US indicts Russian hackers and spies over massive Yahoo attack

Charges not related to hacking of Democratic emails during presidential election

Posters of a suspected Russian hacker are installed before  a news conference at the US justice department in Washington on Wednesday. Photograph: Yuri Gripas/Reuters
Posters of a suspected Russian hacker are installed before a news conference at the US justice department in Washington on Wednesday. Photograph: Yuri Gripas/Reuters

In an unprecedented move that displays the profound distrust between US and Russian authorities on cybersecurity, the justice department on Wednesday charged two Russian intelligence officers with directing a sweeping criminal conspiracy that broke into 500 million Yahoo accounts in 2014.

The Russian government then used the information it obtained from the intelligence officers and two others named in the indictment – a Russian hacker and a Kazakh national living in Canada – to focus on foreign officials, business executives and journalists, federal prosecutors said. The targets included numerous financial executives, executives at a US cloud computing company, an airline official and even a casino regulator in Nevada.

Details of the wide-ranging attack come as the US government investigates other Russian cyberattacks against American targets, including the theft of emails last year from the Democratic National Committee and attempts to break into state election systems. Investigators are also examining communications between associates of President Donald Trump and Russian officials that occurred during the presidential campaign.

That US and Russian authorities are often at loggerheads in their approaches to criminal breaches was made clear in the indictment. The two Russian agents were supposed to be helping Americans hunt for hackers but were instead working against them.

READ MORE

Hacker

One of the outside hackers, a Russian named Alexsey Belan, had been indicted twice before for three intrusions into American ecommerce companies and had been arrested in Europe, but escaped to Russia before he could be extradited. Prosecutors said they received no response to their requests to the Russian government to turn over Belan to US authorities.

The hackers also used the Yahoo data to send spam and steal credit card and gift card information. In addition, they sought to break into at least 50 Google accounts, including those of Russian officials and employees of a Russian cybersecurity firm.
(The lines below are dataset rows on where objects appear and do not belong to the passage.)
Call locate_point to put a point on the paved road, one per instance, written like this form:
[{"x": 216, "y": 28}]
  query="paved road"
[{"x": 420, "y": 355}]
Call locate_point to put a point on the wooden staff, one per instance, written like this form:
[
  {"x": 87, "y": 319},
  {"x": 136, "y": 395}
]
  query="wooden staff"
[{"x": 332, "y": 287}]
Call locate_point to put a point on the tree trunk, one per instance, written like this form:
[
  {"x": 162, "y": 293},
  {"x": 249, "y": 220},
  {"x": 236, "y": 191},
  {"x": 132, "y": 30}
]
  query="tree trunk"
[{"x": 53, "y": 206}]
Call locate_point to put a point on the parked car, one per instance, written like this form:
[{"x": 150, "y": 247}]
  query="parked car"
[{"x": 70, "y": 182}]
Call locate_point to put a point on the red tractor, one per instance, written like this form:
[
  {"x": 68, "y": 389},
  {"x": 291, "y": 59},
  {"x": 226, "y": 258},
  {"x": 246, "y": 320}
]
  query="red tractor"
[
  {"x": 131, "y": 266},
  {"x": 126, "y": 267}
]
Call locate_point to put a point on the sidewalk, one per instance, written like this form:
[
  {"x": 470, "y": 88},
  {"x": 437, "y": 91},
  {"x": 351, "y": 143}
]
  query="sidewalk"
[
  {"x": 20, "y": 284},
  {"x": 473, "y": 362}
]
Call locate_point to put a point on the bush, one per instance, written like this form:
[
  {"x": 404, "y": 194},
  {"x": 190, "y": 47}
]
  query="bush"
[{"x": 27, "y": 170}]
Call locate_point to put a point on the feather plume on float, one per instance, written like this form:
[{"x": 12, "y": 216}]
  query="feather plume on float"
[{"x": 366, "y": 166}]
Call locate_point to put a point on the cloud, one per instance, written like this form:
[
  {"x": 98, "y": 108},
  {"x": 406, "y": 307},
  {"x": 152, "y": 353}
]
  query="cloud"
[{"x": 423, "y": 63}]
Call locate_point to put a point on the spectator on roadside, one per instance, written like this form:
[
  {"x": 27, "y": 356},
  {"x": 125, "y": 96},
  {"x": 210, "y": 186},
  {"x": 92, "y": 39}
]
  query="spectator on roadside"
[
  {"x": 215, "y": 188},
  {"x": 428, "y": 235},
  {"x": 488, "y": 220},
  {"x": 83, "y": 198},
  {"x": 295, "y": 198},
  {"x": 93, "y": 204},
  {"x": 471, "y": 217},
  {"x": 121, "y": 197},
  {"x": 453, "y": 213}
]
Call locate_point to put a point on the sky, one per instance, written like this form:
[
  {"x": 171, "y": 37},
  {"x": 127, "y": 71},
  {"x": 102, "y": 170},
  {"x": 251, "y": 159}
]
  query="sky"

On Wednesday prosecutors unsealed an indictment containing 47 criminal charges against the two agents of Russia’s Federal Security Service, or FSB, as well as two outside hackers with whom they worked on the scheme, one of the largest known thefts of data from a private corporation.

This is the first time officials of Russia’s FSB have been indicted on cybercrime charges in the United States, said Jack Bennett, special agent in charge of the FBI’s San Francisco office. Yahoo worked with the FBI on the investigation for two years, he said.

The four men together face 47 criminal charges, including conspiracy, computer fraud, economic espionage, theft of trade secrets and aggravated identity theft, the justice department said in a news release. The two agents of the FSB who were charged are Dmitry Aleksandrovich Dokuchaev (33) and Igor Anatolyevich Sushchin (43), both Russian nationals and residents. The other two defendants are Belan (29), a Russian national and resident, and Karim Baratov (22), a Canadian and Kazakh national and a resident of Canada. Baratov was arrested on Tuesday in Canada.

“The criminal conduct at issue, carried out and otherwise facilitated by officers from an FSB unit that serves as the FBI’s point of contact in Moscow on cybercrime matters, is beyond the pale,” the acting assistant attorney general, Mary B McCord, said in a statement.

Data theft

Yahoo disclosed the theft of the data last September and said it was working with law enforcement authorities to trace the perpetrators. The hackers were able to use the stolen information, which included personal data as well as encrypted passwords, to create a tool that let them access 32 million accounts.

In a statement, Yahoo thanked the FBI and justice department for its work. Yahoo has said for months that it believed hackers sponsored by a foreign state were behind the attack but it had refused to provide details of what occurred because the federal inquiry was ongoing. However, an internal investigation by the internet company’s board found that some senior executives and information security personnel were aware of the breach shortly after it occurred but “failed to properly comprehend or investigate” the situation. Two weeks ago, the company’s top lawyer Ronald S Bell resigned over the incident, and its chief executive Marissa Mayer lost her 2016 bonus and 2017 stock compensation.

2013 attack

A separate, larger breach of 1 billion accounts occurred in 2013 but was only disclosed by the company three months ago. Yahoo has said it has not been able to glean much information about that attack, which was uncovered by InfoArmor, an Arizona security firm.

That theft included phone numbers, birth dates and weakly encrypted passwords, and compromised the accounts of several million military and civilian government employees from dozens of nations, including more than 150,000 Americans.

The two thefts, the largest known breaches of a private company’s computer systems, had threatened to scuttle a deal that Yahoo struck last summer to sell its internet businesses to Verizon Communications. Verizon sought to shave $925 million from the original $4.8 billion deal following news of the attacks, according to a securities filing on Monday. Last month, the two companies finally agreed to a $350 million price reduction.